The New Testament

Who was the priest?

And he said to them, “Have you never read what David did, when he was in need and was hungry, he and those who were with him: how he entered the house of God, in the time of Abiathar the high priest, and ate the bread of the Presence, which it is not lawful for any but the priests to eat, and also gave it to those who were with him?”” (Mark 2:25–26)

The apparent confusion is already evident in Tanakh.
1 Samuel 22:20
"But one son of Ahimelech the son of Ahitub, named Abiathar, escaped and fled after David."
Ahitub → Ahimelech → Abiathar.
2 Samuel 8:17
"Zadok the son of Ahitub and Ahimelech the son of Abiathar were priests."
Abiathar → Ahimelech
Ahitub → Zadok
1 Chronicles 18:16
"and Zadok the son of Ahitub and Abimelech the son of Abiathar were priests..."
Abiathar → Abimelech
Ahitub → Zadok
1 Chronicles 24:3
"...Zadok of the sons of Eleazar and Ahimelech of the sons of Ithamar..."
Ithamar → Ahimelech
Eleazar → Zadok
1 Chronicles 24:6
"...Zadok the priest, Ahimelech the son of Abiathar..."
Abiathar → Ahimelech
So pulling this all together what do we have?
Ahitub → Ahimelech → Abiathar → Ahimelech.
But Abiathar was the dominant character and associated strongly with David. It's interesting that in Tanakh Ahimelech is not called 'high priest', just the priest and other priests are mentioned.
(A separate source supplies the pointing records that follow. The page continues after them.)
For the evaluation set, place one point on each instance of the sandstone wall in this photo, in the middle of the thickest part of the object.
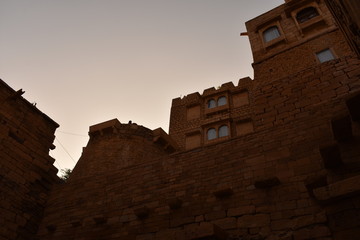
(26, 169)
(277, 182)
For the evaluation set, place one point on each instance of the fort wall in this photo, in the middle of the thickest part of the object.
(26, 169)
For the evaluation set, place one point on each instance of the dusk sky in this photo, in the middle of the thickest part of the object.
(88, 61)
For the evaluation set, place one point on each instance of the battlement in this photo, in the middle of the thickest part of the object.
(243, 83)
(216, 115)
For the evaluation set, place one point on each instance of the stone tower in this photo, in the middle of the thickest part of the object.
(276, 157)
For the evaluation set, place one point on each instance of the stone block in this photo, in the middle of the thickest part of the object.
(340, 189)
(267, 183)
(341, 127)
(331, 156)
(174, 203)
(223, 193)
(353, 105)
(252, 221)
(234, 212)
(142, 212)
(207, 231)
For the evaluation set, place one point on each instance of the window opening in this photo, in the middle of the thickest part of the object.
(221, 101)
(211, 103)
(223, 131)
(271, 33)
(325, 55)
(306, 14)
(211, 134)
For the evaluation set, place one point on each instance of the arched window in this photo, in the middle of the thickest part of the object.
(223, 131)
(306, 14)
(221, 101)
(211, 134)
(271, 33)
(211, 103)
(325, 55)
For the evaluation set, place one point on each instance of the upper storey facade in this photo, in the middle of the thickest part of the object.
(216, 115)
(294, 36)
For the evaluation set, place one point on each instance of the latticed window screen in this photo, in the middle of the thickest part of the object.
(211, 103)
(211, 134)
(306, 14)
(271, 33)
(325, 55)
(223, 131)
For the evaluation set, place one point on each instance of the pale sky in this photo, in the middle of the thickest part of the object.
(88, 61)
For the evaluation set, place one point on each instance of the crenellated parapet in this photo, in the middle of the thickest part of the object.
(215, 115)
(121, 146)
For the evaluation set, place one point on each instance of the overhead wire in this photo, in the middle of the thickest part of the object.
(65, 149)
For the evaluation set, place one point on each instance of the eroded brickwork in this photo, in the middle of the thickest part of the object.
(277, 157)
(26, 169)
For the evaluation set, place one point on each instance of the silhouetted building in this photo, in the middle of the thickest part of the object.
(277, 157)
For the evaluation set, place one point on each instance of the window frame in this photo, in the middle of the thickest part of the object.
(274, 41)
(307, 18)
(207, 134)
(219, 131)
(330, 50)
(267, 32)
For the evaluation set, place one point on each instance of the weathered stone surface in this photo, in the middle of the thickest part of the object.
(338, 189)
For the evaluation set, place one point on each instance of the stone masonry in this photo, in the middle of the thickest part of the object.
(276, 157)
(26, 169)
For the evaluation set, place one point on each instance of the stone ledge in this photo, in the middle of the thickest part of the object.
(338, 190)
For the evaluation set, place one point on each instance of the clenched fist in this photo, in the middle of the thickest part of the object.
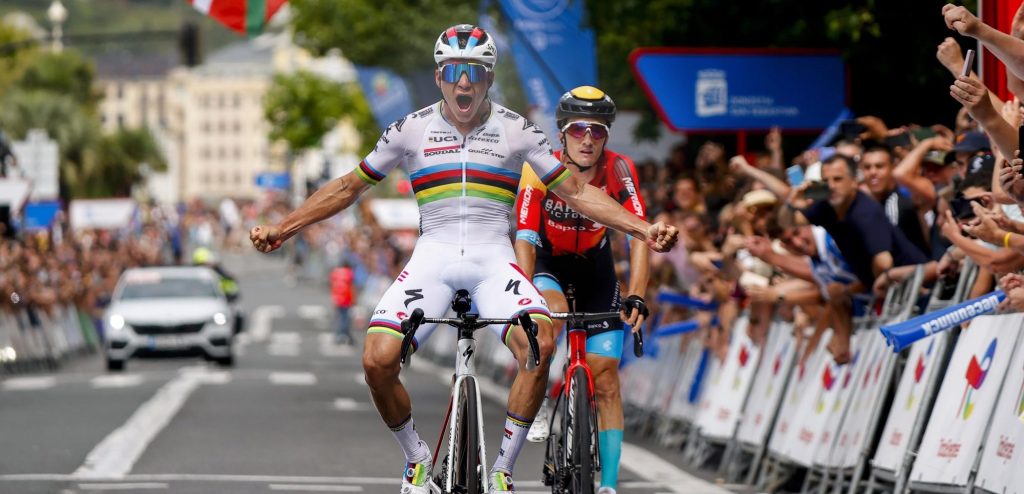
(266, 239)
(660, 237)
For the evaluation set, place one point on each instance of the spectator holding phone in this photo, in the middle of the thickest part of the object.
(877, 168)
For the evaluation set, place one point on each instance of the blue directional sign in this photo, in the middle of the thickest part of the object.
(721, 89)
(272, 180)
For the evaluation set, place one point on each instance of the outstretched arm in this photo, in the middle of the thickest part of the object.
(594, 204)
(326, 202)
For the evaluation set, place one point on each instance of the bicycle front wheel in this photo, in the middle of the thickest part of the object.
(581, 438)
(467, 448)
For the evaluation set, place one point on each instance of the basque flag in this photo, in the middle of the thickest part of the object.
(244, 16)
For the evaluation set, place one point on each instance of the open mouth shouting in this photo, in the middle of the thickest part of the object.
(464, 103)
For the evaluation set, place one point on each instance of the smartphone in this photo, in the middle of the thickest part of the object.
(795, 174)
(748, 280)
(898, 140)
(817, 192)
(961, 208)
(968, 64)
(851, 129)
(1020, 139)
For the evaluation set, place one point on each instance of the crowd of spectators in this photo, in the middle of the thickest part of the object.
(820, 236)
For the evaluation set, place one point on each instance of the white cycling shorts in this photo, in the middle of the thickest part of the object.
(488, 272)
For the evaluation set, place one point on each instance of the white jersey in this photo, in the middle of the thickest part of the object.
(465, 184)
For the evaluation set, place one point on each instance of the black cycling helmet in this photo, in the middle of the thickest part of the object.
(585, 101)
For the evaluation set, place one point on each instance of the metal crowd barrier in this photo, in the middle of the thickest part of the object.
(32, 339)
(944, 415)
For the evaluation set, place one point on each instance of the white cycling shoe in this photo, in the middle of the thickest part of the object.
(541, 428)
(501, 483)
(416, 479)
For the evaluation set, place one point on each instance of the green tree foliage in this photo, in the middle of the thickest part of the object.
(303, 107)
(393, 34)
(13, 59)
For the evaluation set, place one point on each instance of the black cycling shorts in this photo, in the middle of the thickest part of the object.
(593, 278)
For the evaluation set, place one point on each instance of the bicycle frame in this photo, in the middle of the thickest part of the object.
(465, 370)
(465, 374)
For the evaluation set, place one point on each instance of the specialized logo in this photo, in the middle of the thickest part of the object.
(975, 376)
(919, 373)
(448, 150)
(414, 295)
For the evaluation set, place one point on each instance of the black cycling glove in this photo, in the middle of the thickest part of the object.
(635, 301)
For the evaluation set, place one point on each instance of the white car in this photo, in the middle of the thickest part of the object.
(173, 311)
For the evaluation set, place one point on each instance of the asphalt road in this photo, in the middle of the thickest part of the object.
(293, 415)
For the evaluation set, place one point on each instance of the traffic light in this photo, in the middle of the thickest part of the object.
(188, 42)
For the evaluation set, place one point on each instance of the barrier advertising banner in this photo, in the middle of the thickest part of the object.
(838, 385)
(681, 407)
(919, 375)
(1001, 461)
(863, 411)
(791, 439)
(729, 387)
(769, 384)
(966, 401)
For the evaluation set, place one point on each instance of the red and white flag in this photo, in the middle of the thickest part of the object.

Also, if both Abiathar's father and son are called Ahimelech, without the text telling us, how do we know who was high priest? Furthermore, it is quite common when referring in the past to a later titled person. For instance when looking back to WW2 one could say '...the Queen did...' She's queen now but George was the monarch then. So Mark could be referring back to the days of Abiathar, even before he became high priest. After all, Abiathar is the only one who came out of that incident unscathed.

The New Testament - A Roman Invention?
Some say that Jesus is a Roman myth and that his name means 'hail Zeus'.

χαλαζι ζευς = Chaladzi Zeus

Ιησους = Iesous

There is no correlation between the phrase χαλαζι ζευς (hail Zeus) and the name Ιησους.

In the NT book of Hebrews it says concerning Joshua: “For if Joshua had given them rest, He would not have spoken of another day after that.” (Hebrews 4:8). In Greek the name Joshua is Ιησους. In the Tanakh Joshua is יְהוֹשׁוּעַ and occurs 218 times and 28 times as יֵשׁוּעַ. The Greek version of the Tanakh translates these names as Ιησους. Philo tells us that Ιησους is a contracted translation of יה שוע Yah Shu'a (Yah saves) in Mut 1:121: " Ἰησοῦς... σωτηρία κυρίου - Iesous... salvation of the Lord."
When referring to his name, Matthews writes: "She (Mary) will bear a son, and you shall call his name Ιησους, for he will save his people from their sins." (Matthew 1:21).

In spite of the vain search for a Roman origin the story is a Jewish story with a Jewish main character with a Jewish name. The Tanakh agrees, The Jewish writers Josephus and Philo agree and the NT asserts it.

The Aramaic Peshitta translates from the Greek
“ܬ݁ܺܐܠܰܕ݂ ܕ݁ܶܝܢ ܒ݁ܪܳܐ ܘܬ݂ܶܩܪܶܐ ܫܡܶܗ ◄ ܝܶܫܽܘܥ► ܗܽܘ ܓ݁ܶܝܪ ܢܰܚܶܝܘܗ̱ܝ ܠܥܰܡܶܗ ܡܶܢ ܚܛܳܗܰܝܗܽܘ̈ܢ”
(Matthew 1:21)

So in the Aramaic communities of the East Ιησους was translated into ܝܶܫܽܘܥ which in Hebrew script is יֵשׁוּעַ (Yeshua). So there is overwhelming evidence that Ιησους is from the Hebrew יֵשׁוּעַ and not some Greek pagan phrase.